CRADLE OF FILTH Frontman Says SIMMONS Is ‘An Idiot’ For Attempting To Trademark ‘Horns’ Hand Gesture

CRADLE OF FILTH frontman Dani Filth says that Gene Simmons is an “idiot” for attempting to trademark the so-called “devil’s horns” hand gesture. You can listen to the whole interview with DukeTV below.

KISS bassist/vocalist withdrew his application to trademark the symbol in late June — less than two weeks after filing with the federal copyright office. Most music fans slammed Simmons for the trademark request, saying the symbol has become ubiquitous and means different things to different people.

Ronnie James Dio‘s widow Wendy also criticized Simmons for attempting to trademark the hand sign. She told TheWrap: “To try to make money off of something like this is disgusting. It belongs to everyone — it doesn’t belong to anyone. It’s a public domain, it shouldn’t be trademarked.

Filth was asked by France’s Duke TV for his thoughts on Simmons‘s trademark attempt, and he stated: “I think Wendy Dio said that Ronnie did it first, but it didn’t belong to him either. It’s an ancient symbol. Gene Simmons is just an idiot,” he continued. “If he could, he’d patent the air. Do you know what I mean? I’m sure he’s invented everything anyway — the lightbulb; it wasn’t Edison, it was [Gene]. Trees, he invented them. Shoes, walking… I attribute everything to the great Gene Simmons.

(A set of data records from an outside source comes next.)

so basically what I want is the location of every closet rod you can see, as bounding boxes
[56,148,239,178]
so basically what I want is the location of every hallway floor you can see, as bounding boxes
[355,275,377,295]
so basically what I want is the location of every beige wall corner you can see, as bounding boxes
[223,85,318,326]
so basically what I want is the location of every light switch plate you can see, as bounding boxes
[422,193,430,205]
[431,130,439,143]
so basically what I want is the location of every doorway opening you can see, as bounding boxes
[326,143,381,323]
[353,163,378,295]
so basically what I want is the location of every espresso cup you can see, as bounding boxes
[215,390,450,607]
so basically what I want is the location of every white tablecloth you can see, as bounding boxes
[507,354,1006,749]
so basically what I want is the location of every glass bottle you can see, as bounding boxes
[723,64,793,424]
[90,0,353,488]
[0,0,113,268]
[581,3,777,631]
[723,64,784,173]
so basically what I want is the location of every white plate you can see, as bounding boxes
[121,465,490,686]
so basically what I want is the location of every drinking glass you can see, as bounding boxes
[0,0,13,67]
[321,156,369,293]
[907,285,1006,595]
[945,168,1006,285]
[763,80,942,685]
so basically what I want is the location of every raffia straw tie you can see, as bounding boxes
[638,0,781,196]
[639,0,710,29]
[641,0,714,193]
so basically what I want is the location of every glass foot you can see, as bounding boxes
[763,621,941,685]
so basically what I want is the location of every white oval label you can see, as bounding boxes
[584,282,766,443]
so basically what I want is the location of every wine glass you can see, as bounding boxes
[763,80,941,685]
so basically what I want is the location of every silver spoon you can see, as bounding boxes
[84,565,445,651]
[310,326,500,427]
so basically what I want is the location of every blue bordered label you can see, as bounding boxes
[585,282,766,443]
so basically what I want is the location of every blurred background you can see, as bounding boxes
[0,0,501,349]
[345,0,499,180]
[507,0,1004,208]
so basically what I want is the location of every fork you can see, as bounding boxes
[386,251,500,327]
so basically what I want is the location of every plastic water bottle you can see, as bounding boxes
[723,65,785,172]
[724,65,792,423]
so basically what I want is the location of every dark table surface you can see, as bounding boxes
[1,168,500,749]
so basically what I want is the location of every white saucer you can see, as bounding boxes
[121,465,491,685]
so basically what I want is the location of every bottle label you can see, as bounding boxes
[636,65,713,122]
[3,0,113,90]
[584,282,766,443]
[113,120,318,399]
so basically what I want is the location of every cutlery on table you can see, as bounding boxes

In his original request, which was filed on June 9, Simmons  described the sign as consisting “of a hand gesture with the index and small fingers extended upward and the thumb extended perpendicular.” He paid $275, seeking to use the hand signal symbol for “Entertainment, namely, live performances by a musical artist; personal appearances by a musical artist.”

Gene claimed the gesture was first used in commerce on November 14, 1974, which corresponded to KISS‘s “Hotter Than Hell” tour. He wrote in his signed declaration that he believed “no other person, firm, corporation or association has the right to use said mark in commerce, either in the identical form or in such near resemblance.”

Simmons‘s version of the gesture is actually “I love you” in American Sign Language, with the thumb extended, rather than the thumb holding two middle fingers close to the palm.

Paul Stanley also reacted to Gene‘s attempt to trademark devil horns. He said that he has no idea why he meant to do that.

It’s unclear why Simmons suddenly withdrew his application to trademark the gesture but it’s unlikely he would have succeeded anyway.